広告主・制作者・DM業界の「三方よし」を目指して

――本アワードは、DMに携わる方々にとってどのような場になればよいと考えていますか。

宮崎:DM作成に携わる方から、なかなか他社の担当者とのつながりを持つ機会が少ないという声を聞くことがあります。本アワードが優れた事例を知るだけではなく、横のつながりを増やして刺激を受け合う場にもなればうれしいですね。作品に携わるクリエイターの方々にとって、受賞作品は優れたDMの具体例であり、創作のヒントともなるのではないかと思います。DMの可能性を感じる企業が増えれば、新しい挑戦も生まれ、その積み重ねが本アワードひいてはDM業界の活性化につながる――そうした好循環を広げていくことも私たちの大切な役割だと考えています。
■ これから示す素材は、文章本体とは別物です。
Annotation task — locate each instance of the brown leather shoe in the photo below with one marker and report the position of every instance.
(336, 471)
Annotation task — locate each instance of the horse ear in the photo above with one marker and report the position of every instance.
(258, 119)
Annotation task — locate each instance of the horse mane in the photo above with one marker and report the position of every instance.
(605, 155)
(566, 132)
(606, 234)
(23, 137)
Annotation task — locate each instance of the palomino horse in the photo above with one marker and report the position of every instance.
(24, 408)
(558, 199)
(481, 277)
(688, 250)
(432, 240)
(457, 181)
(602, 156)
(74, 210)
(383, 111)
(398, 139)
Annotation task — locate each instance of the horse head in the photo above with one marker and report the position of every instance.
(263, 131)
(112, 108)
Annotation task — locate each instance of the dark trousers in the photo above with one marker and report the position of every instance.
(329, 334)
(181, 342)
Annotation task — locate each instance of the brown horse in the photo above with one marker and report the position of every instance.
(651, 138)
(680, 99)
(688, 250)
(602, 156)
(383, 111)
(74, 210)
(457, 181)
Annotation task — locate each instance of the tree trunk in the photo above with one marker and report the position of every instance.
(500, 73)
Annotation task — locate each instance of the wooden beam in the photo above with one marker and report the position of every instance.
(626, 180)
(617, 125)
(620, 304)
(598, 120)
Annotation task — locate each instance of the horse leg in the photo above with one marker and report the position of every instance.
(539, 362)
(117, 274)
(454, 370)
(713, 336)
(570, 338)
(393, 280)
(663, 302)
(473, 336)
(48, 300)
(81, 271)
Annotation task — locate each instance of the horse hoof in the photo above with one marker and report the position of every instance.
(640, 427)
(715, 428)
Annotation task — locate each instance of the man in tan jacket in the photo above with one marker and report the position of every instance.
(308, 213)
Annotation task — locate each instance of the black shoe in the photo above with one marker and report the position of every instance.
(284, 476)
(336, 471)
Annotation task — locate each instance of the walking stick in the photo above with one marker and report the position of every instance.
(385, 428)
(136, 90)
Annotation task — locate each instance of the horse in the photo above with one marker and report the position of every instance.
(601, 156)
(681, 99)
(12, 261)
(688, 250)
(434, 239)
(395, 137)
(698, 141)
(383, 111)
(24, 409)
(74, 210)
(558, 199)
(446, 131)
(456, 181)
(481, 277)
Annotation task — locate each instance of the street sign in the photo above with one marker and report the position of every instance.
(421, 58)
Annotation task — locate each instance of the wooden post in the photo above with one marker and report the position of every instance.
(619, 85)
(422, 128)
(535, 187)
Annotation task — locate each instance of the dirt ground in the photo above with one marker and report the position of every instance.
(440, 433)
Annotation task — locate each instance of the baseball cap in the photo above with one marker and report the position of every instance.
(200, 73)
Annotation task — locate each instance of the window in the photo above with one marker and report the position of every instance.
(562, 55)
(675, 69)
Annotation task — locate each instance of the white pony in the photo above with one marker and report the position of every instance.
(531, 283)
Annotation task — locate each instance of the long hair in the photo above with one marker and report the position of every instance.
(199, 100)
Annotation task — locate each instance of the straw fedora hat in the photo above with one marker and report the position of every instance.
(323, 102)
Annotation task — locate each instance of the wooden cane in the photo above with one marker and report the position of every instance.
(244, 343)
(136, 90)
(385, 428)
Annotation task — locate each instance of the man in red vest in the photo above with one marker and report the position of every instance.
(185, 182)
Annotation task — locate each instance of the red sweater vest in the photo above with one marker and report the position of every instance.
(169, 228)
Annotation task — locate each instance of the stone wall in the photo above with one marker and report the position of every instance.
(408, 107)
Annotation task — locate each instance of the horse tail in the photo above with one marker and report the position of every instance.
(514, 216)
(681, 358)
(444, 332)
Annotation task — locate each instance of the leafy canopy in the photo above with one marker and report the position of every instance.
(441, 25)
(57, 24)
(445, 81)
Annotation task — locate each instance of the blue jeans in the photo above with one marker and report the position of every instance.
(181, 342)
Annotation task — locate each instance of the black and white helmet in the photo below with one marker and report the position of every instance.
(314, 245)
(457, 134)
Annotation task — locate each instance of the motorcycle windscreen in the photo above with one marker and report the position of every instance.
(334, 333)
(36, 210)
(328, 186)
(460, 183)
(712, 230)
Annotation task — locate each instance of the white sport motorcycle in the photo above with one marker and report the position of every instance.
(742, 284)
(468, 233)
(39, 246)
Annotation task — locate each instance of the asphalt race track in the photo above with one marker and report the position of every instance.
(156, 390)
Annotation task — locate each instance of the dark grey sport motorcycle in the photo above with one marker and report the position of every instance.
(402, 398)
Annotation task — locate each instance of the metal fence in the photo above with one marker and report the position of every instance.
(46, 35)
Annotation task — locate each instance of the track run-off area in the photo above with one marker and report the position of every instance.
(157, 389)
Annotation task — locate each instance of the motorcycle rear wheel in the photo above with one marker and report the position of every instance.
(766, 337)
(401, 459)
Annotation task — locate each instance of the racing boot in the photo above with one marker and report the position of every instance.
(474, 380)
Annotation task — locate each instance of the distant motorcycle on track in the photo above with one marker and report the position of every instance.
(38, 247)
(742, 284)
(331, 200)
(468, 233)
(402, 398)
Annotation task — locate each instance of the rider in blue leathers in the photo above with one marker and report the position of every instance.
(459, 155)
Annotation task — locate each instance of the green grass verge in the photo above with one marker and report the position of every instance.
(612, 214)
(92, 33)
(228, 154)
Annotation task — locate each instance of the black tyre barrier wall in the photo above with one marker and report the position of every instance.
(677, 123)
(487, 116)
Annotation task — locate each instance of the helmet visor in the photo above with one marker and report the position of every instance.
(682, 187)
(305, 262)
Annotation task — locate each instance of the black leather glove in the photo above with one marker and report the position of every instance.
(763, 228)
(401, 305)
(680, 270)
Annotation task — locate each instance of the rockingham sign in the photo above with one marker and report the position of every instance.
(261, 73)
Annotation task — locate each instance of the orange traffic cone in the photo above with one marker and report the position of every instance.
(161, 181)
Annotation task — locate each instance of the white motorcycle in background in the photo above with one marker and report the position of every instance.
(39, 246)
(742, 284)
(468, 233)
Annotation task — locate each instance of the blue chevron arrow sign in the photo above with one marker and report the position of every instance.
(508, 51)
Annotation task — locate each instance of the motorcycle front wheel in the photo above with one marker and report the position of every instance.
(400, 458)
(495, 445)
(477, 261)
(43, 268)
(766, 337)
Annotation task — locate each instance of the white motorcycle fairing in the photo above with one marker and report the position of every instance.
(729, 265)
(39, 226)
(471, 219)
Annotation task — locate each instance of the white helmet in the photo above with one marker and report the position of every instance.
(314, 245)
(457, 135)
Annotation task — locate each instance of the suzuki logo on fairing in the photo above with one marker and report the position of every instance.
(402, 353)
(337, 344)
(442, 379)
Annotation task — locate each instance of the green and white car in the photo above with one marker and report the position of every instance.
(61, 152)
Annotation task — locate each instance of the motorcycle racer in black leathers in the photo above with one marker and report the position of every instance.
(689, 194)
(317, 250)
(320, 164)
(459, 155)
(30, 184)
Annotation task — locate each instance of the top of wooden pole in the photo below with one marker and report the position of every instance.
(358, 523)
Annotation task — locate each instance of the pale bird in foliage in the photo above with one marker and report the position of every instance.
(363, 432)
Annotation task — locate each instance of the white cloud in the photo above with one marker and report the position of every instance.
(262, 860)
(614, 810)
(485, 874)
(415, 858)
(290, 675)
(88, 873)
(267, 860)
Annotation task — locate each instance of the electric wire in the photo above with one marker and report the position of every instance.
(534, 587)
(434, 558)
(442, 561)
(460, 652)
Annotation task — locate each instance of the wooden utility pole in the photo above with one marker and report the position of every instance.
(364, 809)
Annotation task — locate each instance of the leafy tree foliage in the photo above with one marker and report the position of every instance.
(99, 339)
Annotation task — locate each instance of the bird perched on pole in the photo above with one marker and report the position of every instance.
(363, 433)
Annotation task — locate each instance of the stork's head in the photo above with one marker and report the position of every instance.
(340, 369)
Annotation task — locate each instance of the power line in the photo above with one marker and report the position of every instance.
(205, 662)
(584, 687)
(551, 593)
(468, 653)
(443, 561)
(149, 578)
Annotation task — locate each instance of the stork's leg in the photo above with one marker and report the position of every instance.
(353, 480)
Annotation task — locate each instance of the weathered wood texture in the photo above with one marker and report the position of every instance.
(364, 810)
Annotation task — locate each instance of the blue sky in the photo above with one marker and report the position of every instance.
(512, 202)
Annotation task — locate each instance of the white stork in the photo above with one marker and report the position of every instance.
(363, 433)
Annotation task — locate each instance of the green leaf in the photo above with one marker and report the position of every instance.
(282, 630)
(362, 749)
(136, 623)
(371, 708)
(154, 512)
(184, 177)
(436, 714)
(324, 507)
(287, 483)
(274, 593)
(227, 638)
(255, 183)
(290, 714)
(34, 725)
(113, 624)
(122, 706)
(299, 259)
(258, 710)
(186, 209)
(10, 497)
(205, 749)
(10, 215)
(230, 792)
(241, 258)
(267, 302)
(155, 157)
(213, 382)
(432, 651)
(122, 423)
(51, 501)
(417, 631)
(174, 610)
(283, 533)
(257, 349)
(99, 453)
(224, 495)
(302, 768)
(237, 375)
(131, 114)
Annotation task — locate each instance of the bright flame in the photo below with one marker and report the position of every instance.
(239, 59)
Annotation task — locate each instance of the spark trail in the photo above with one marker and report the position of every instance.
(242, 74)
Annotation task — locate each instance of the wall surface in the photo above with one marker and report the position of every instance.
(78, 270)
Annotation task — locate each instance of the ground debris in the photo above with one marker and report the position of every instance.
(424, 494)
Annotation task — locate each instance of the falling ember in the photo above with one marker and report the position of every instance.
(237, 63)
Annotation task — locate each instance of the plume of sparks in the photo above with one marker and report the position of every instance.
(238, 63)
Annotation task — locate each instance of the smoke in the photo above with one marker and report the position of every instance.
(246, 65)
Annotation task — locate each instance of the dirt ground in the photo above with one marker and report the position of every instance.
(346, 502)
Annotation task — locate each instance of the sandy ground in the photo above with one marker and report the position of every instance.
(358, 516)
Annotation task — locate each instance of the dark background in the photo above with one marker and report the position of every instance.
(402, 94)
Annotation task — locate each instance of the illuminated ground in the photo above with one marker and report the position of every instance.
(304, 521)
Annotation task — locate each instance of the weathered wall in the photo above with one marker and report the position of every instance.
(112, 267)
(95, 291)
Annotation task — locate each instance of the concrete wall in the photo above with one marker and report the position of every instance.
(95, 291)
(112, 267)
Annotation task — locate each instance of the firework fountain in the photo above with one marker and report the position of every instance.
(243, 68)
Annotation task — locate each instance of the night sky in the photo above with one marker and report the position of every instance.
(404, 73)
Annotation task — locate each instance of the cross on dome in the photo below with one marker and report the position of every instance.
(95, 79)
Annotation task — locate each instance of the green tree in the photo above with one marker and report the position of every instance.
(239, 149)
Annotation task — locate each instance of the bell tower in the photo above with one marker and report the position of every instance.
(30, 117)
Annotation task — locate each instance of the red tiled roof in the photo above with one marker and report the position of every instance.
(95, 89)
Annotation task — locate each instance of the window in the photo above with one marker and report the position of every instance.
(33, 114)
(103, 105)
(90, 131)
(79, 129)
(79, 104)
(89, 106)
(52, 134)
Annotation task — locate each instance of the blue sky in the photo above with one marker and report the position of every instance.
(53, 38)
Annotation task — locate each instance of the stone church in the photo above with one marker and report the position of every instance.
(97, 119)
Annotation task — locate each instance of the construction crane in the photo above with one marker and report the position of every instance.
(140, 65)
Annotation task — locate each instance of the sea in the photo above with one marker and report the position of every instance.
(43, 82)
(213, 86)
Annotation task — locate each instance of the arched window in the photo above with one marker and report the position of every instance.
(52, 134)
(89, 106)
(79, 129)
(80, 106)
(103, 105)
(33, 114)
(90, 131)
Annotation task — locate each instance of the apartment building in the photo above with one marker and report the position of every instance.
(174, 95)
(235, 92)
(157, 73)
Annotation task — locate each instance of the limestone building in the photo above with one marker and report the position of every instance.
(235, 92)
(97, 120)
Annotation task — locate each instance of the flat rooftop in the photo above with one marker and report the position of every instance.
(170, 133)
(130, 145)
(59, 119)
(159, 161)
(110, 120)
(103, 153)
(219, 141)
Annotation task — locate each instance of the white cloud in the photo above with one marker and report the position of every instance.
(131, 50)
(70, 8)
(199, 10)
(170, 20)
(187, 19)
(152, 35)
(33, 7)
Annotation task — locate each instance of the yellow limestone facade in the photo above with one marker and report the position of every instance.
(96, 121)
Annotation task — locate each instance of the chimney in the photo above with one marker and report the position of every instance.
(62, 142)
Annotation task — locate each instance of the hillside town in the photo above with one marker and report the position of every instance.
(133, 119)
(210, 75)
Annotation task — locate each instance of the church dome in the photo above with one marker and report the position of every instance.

――第41回の開催に向けて、新たに力を入れていることはありますか。

小峰:今回から新たに、「DMグロース賞」を新設しました。この賞は、直近3年間応募歴がない広告主と制作者による作品を対象としており、初めて応募する企業や、久々にDM施策に取り組む企業などにも受賞のチャンスを広げたいという想いを込めています。これまで応募を迷われていた方にもぜひ一歩踏み出していただきたいですね。ぜひ奮ってご応募ください!

――参加企業の皆さんに向けて、応募のコツなどのアドバイスはありますか。

宮崎:作品そのものはもちろんですが、エントリーシートも非常に重要です。見た目では伝わらないようなターゲティングの分析方法や戦略、狙いなど、エントリーシートに想いを込めて書いていただきたいです。ホームページにもポイント解説を掲載していますので、そちらもぜひ参考にしてください。

――今後、「全日本DM大賞」ならびにDM業界をどのように発展させていきたいですか。

宮崎:デジタル広告の領域が年々拡大する時代だからこそ、手に取る、開く、触れるといったリアルな体験価値を提供できることがDMの強みです。さらにデジタルと組み合わせることで、より強い相乗効果を発揮できる広告媒体でもあります。マーケティング戦略のなかでDMをどのように効果的に使うか、本アワードを通じて発信し、DM業界をいっそう盛り上げていきたいです。

小峰:DMは、届けたい人の手元にリアルに届き、五感に訴えかけることができる、ほかにはない広告媒体です。本アワードを通じてDMの強み、可能性を発信することで、DMの普及拡大に貢献していきたいです。